Autofiction culinaire
Quand j’ai eu fini de relire Spaghetti Wars et que tout le monde autour de moi avait entendu la citation « C’est pour ça que vous mettez de la crème dans la carbonara. Vous avez peur. » (Le chapitre Phobia m’a fait forte impression, mettant les mots sur un truc que je n’arrivais jamais vraiment à expliquer), Tommaso Melilli a eu la bonne idée de publier un deuxième bouquin: L’écume des pâtes, à la recherche de la vraie cuisine italienne (Stock). Cette fois, il s’agit d’une traduction, le titre original – I conti con l’oste. Ritorno al paese delle tovaglie a quadretti (Les comptes avec l’aubergiste. Retour au pays des nappes à carreaux) – est un peu moins explicite.
Comme pour le premier livre, Tommaso Melilli parle de lui, de son histoire, des ses goûts, de ses découvertes et recherches. Après ses années parisiennes, envie lui a pris de retourner en Italie et de s’y frotter aux restaurants, lui qui n’avait jamais cuisiné dans son pays. « L’idée de rentrer n’était pas nécessairement réfléchie de ma part et ça ne venait pas d’un amour spécial ou d’une nostalgie pour mon pays. C’était plutôt un défi, et il y avait aussi un élément identitaire dont je souffrais en France : après dix ans là-bas, j’étais encore l’Italien qui faisait des pâtes. »

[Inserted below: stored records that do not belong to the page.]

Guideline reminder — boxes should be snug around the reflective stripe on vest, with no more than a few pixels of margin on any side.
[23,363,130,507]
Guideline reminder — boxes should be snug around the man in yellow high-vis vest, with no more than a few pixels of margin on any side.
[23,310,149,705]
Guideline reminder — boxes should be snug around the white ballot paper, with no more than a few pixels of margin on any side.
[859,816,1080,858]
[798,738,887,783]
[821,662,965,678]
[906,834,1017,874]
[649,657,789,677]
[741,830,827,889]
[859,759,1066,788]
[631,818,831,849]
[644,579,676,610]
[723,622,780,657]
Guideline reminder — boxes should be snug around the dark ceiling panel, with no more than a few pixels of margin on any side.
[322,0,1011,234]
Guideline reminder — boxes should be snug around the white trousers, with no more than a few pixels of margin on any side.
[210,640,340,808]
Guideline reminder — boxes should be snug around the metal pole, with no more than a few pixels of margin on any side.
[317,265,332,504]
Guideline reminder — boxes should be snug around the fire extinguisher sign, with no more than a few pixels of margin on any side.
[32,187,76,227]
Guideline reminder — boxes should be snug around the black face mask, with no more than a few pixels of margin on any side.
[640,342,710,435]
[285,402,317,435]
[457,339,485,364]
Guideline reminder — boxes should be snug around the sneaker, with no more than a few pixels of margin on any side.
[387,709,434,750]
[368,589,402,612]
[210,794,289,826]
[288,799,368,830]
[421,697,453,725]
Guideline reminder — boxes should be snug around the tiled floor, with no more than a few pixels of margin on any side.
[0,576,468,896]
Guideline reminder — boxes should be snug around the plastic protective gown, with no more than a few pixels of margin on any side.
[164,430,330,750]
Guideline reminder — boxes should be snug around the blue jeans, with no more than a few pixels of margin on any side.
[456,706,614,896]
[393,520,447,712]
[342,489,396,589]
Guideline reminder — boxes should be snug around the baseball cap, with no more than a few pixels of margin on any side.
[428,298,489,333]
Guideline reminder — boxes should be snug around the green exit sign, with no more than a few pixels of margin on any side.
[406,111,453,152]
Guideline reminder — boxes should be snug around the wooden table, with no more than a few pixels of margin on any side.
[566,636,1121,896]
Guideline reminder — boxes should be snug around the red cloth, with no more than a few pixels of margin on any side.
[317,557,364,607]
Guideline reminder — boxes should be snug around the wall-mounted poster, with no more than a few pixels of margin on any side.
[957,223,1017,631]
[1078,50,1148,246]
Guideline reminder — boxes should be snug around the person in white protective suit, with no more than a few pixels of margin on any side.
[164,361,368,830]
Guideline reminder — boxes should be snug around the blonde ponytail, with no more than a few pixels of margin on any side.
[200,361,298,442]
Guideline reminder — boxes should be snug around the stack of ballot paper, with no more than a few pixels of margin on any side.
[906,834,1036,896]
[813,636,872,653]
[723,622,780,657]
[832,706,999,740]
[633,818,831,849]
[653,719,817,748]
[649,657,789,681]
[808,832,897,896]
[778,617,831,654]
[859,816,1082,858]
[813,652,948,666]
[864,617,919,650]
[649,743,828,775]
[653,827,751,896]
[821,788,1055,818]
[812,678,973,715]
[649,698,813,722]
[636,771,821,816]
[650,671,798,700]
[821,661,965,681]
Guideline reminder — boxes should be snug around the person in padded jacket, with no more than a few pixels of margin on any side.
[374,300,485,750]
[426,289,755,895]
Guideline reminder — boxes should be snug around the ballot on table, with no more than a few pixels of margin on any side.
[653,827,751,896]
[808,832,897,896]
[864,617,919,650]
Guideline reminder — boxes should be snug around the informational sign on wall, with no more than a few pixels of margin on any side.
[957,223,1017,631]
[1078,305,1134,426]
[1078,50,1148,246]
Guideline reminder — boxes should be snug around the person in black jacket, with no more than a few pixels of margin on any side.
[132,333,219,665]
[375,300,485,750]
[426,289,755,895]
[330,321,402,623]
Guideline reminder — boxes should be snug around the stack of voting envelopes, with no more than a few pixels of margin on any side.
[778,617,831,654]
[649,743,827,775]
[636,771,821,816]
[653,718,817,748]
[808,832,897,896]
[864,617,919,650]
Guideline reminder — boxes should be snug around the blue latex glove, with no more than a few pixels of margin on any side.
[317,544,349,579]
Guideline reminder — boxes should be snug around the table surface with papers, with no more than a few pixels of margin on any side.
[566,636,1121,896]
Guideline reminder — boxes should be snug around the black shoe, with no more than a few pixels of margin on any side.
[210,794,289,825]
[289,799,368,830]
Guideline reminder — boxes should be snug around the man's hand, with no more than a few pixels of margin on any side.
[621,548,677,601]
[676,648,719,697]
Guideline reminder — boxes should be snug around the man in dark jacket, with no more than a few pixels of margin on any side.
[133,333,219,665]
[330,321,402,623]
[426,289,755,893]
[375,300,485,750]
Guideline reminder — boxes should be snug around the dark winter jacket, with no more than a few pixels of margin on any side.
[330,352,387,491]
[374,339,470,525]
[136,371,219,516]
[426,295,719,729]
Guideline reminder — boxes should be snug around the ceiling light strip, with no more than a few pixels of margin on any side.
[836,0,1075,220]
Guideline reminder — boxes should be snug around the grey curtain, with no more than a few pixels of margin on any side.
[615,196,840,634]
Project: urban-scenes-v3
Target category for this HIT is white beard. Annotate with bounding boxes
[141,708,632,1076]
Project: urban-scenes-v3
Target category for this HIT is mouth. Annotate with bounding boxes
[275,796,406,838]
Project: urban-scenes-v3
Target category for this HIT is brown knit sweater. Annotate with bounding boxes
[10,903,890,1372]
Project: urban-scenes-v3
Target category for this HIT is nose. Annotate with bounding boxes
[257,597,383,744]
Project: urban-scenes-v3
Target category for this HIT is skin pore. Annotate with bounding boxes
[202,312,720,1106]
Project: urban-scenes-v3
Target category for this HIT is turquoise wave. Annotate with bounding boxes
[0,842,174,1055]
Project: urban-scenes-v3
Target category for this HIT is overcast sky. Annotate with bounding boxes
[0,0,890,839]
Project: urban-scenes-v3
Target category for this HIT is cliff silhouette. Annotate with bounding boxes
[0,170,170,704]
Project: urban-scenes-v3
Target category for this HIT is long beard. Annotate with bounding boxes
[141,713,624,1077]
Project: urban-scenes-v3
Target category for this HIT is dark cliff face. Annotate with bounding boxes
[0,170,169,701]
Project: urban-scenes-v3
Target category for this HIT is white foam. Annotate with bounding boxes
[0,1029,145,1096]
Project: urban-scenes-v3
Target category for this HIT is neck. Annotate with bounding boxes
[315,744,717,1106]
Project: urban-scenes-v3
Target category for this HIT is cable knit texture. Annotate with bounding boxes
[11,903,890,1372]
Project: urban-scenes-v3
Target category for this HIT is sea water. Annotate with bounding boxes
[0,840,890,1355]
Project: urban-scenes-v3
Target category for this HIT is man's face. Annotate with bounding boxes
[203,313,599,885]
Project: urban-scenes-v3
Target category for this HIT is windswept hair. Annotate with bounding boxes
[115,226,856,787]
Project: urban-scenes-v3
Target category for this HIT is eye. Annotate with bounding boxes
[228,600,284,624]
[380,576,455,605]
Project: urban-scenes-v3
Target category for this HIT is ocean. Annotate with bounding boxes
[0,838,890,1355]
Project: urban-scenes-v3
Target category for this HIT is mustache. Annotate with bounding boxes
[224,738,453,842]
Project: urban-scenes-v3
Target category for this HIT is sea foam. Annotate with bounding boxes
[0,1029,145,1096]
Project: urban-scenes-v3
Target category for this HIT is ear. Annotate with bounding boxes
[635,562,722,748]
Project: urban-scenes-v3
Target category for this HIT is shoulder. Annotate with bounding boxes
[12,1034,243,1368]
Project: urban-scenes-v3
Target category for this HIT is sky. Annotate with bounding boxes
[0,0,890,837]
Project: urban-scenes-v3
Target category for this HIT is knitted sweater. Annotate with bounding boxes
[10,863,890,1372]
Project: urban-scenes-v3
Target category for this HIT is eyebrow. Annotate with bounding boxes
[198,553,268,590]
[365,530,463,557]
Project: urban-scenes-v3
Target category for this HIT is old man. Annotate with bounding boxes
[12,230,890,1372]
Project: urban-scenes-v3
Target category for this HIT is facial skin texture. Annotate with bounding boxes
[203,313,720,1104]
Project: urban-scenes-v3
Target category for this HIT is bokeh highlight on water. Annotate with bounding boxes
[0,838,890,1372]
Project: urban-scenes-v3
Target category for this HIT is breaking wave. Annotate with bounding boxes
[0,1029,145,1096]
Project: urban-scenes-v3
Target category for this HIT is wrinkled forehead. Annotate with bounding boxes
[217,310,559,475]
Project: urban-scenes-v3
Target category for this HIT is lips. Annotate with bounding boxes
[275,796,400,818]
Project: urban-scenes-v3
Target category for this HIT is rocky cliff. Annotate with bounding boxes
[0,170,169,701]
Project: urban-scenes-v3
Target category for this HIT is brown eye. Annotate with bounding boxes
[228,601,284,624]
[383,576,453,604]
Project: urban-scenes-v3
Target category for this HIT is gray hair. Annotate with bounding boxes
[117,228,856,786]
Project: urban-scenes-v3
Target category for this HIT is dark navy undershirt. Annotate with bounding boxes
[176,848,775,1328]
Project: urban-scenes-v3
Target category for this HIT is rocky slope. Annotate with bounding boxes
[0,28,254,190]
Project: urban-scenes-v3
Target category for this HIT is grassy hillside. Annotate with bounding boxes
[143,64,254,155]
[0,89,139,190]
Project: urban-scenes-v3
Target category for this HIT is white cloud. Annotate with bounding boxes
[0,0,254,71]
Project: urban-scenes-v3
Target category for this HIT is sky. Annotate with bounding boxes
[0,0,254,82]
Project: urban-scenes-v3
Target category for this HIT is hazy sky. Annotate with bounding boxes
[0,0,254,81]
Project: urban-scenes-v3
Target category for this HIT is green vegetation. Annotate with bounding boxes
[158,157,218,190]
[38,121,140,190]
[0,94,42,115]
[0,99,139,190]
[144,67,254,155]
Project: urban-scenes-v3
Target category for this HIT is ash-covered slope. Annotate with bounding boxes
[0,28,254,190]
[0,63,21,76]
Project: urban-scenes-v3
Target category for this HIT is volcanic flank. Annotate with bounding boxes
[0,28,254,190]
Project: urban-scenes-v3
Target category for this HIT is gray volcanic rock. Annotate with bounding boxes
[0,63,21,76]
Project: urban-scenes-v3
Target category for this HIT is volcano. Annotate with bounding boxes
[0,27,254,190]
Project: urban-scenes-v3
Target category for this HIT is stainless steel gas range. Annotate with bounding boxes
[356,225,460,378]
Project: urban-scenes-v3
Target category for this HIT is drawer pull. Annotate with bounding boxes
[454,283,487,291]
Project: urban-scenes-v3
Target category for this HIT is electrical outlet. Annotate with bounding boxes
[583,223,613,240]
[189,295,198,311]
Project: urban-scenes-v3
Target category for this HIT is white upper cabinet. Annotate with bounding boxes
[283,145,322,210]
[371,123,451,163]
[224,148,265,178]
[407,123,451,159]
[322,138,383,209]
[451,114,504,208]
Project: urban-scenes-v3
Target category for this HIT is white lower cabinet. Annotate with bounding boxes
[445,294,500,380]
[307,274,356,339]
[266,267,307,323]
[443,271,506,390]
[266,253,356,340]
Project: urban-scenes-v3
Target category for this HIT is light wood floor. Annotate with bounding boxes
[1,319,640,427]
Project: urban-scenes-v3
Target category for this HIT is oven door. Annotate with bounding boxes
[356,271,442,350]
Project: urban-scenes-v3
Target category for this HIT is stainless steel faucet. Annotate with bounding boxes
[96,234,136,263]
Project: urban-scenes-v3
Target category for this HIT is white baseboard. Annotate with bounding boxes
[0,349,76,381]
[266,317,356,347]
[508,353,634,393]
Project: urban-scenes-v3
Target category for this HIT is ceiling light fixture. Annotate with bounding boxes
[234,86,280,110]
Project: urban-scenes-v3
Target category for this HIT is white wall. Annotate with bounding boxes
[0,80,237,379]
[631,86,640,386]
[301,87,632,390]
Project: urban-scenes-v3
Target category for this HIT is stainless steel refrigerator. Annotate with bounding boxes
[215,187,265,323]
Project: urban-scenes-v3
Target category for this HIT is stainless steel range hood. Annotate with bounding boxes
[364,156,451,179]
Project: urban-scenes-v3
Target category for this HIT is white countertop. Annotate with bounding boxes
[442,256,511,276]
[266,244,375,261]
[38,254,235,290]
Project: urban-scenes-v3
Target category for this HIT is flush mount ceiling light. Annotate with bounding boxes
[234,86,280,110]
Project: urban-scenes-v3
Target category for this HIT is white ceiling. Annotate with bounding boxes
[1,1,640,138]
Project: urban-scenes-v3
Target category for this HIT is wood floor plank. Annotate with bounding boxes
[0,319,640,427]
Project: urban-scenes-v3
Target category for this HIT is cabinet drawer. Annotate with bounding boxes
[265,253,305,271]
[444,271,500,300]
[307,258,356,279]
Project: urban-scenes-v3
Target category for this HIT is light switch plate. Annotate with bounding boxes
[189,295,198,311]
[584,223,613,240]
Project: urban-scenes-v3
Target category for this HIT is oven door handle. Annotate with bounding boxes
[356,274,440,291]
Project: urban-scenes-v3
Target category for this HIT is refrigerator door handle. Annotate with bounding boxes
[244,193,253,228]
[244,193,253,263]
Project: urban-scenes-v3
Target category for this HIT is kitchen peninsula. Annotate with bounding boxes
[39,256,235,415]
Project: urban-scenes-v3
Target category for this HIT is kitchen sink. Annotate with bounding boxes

Sa quête pour la véritable cuisine italienne le mènera de trattoria en osteria, de Turin à Rome et à sa région natale dans la vallée du Pô, entre Crémone et Mantoue. À chaque étape, non seulement il cuisine, mais il apprend (et nous avec lui) ce que cuisiner veut dire. Selon l’adage (et le titre) de feu Alain Chapel, La cuisine c’est beaucoup plus que des recettes, le voyage qu’il mène est aussi le prétexte à des rencontres, à des découvertes de produits, à des introspections, à des souvenirs et même quelques recettes. Ce qui fait un restaurant, au-delà de ce qu’on y mange, est aussi au cœur de sa réflexion: « Les restaurants ont une fonction sociale ; on vient payer une somme en échange d’un service, d’un accueil et, dans les meilleurs des cas, d’une intelligence affective qui fait du bien. »
Au fil des chapitres, ce sont des anecdotes qui éclairent sur la cuisine et la culture italiennes, mais au-delà qui montrent à quel point l’humain, l’amour, l’amitié, la sensualité, sont des ingrédients essentiels à une alimentation qui ne veut pas seulement nourrir, mais aussi transmettre et donner du bonheur.